Leipzig. Wenn Menschen einen Schlaganfall erleiden, ist Eile geboten. Der Leitspruch „Time is brain“ („Zeit ist Gehirn“) gilt dabei für Erwachsene genauso wie für Kinder. Je eher sie behandelt werden, desto größer ist ihre Chance auf ein unbeschwertes Leben. Doch gerade Kinder werden eher selten mit einem Schlaganfall in Verbindung gebracht, was dazu führt, dass sich die Zeit bis zu ihrer Behandlung verlängert – mit teils dramatischen Folgen wie dauerhaften Lähmungen, kognitiven Einschränkungen, Sprach- und Sehstörungen. Um für den kindlichen Schlaganfall zu sensibilisieren, machen Expert:innen des Universitätsklinikums Leipzig (UKL) aus den Bereichen Neuro- und Kinderradiologie, der Kinder- und Erwachsenenneurologie sowie der Kinderhämostaseologie, der Anästhesie und der Intensivmedizin ihn erstmals zum Thema einer Fachveranstaltung. Sie findet am 1. April 2026 statt.
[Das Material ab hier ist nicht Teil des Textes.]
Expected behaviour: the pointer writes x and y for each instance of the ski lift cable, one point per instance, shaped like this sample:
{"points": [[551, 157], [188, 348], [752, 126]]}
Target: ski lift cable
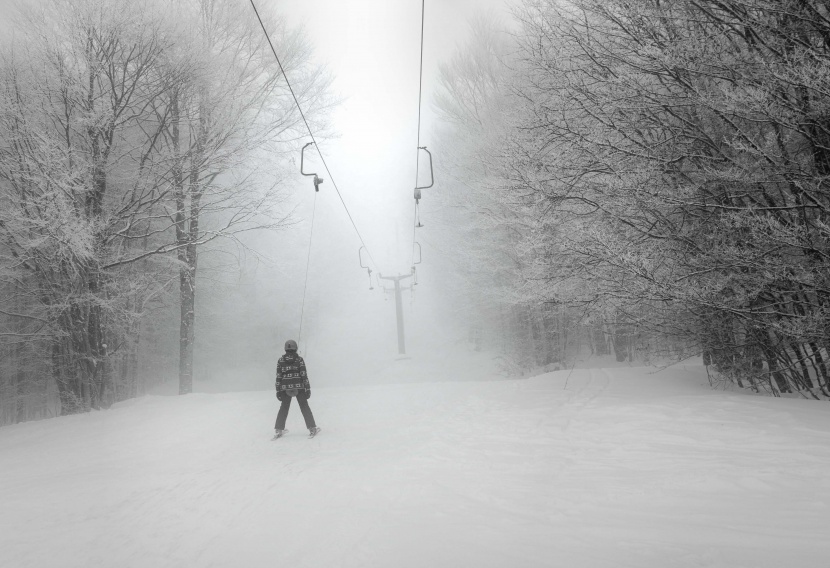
{"points": [[307, 265], [416, 221], [317, 146], [420, 91]]}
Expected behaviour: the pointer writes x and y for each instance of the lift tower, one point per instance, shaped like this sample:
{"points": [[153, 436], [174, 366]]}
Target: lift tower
{"points": [[398, 307]]}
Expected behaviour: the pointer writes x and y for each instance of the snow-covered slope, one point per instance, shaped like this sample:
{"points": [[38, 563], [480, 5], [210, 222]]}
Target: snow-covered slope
{"points": [[624, 468]]}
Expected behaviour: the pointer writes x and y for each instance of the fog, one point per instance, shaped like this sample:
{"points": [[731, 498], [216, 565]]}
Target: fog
{"points": [[371, 47]]}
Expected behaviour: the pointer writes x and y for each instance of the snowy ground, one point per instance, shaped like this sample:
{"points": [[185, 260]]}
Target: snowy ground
{"points": [[624, 468]]}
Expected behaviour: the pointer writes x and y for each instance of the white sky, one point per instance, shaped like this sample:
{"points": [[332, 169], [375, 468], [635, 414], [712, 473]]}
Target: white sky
{"points": [[372, 49]]}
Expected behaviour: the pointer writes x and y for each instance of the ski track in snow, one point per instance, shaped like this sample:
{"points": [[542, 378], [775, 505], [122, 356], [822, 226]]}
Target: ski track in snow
{"points": [[625, 467]]}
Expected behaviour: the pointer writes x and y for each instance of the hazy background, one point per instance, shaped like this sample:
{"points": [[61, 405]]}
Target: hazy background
{"points": [[372, 49]]}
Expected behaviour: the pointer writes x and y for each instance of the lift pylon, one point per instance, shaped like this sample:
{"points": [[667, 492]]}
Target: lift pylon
{"points": [[398, 308]]}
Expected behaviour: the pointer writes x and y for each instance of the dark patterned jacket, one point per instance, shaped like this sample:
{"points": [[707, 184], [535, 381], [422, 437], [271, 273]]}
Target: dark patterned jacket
{"points": [[291, 373]]}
Wenn sich ein dreijähriges, an sich gesundes Kind in der Kita plötzlich zurückzieht, kaum noch stehen oder seine Augen offenhalten kann, denken die meisten sicher, dass es vom Herumtoben mit seinen Freund:innen und den vielen neuen Eindrücken erschöpft und müde ist. Woran sie nicht denken, ist die Möglichkeit eines Schlaganfalls.
„Kinder und Schlaganfälle passen für viele nicht zusammen“, sagt Dr. Janina Gburek-Augustat von der Klinik und Poliklinik für Kinder- und Jugendmedizin des Universitätsklinikums Leipzig (UKL), die vor fünf Jahren einen ganz ähnlichen Fall betreut hat. Damals wird ihr ein kleines Mädchen vorgestellt – mit einem nach außen verdrehten rechten Auge, Lähmungserscheinungen im Gesicht und in der linken Körperhälfte. Schnell ist für die Oberärztin klar, „irgendwas ist nicht in Ordnung und im MRT war dann auch eine Veränderung im Hirnstamm zu sehen, was in dem Alter ungewöhnlich ist.“
Die Suche nach der Nadel im Heuhaufen beginnt: Da die hinzugezogenen Radiolog:innen zu dem Zeitpunkt weder eine Durchblutungsstörung noch eine Entzündung ausschließen können, gehen Dr. Gburek-Augustat und Kolleg:innen zunächst von einer Entzündung aus – nicht zuletzt, weil „eine Entzündung in dem Alter einfach häufiger ist.“ Die Behandlung schlägt an: Die Symptome des Mädchens verbessern sich, verschwinden aber nicht. „Wir haben dann nochmal ein Verlaufs-MRT gemacht und da hat sich dann gezeigt, dass es doch keine Entzündung war, sondern dass da ein kleines Gefäß verschlossen war.“ Die Kinderärztin und ihr Team passen die Behandlung an und machen sich auf die Suche nach den Ursachen für den Schlaganfall. Sie finden ihn Wochen später in den Genen des Mädchens: ein fehlendes Eiweiß, welches sich medikamentös gut behandeln lässt.
„Heute gilt unsere Patientin als klinisch gesund“, fasst Gburek-Augustat den Fall zusammen, wohl wissend, dass es auch die anderen gibt: Fälle, in denen Kinder mit Schlaganfall nicht erkannt und entsprechend spät behandelt werden, „später als viele Erwachsene – mit den entsprechenden Folgen.“
Um das in Zukunft zu verhindern, wollen die Fachärztin und ihre Kolleg:innen den 1. Fachtag am UKL nutzen, um für den kindlichen Schlaganfall zu sensibilisieren. Im Ernstfall zähle jede Minute – in der Kita, zu Hause, aber auch im Krankenhaus.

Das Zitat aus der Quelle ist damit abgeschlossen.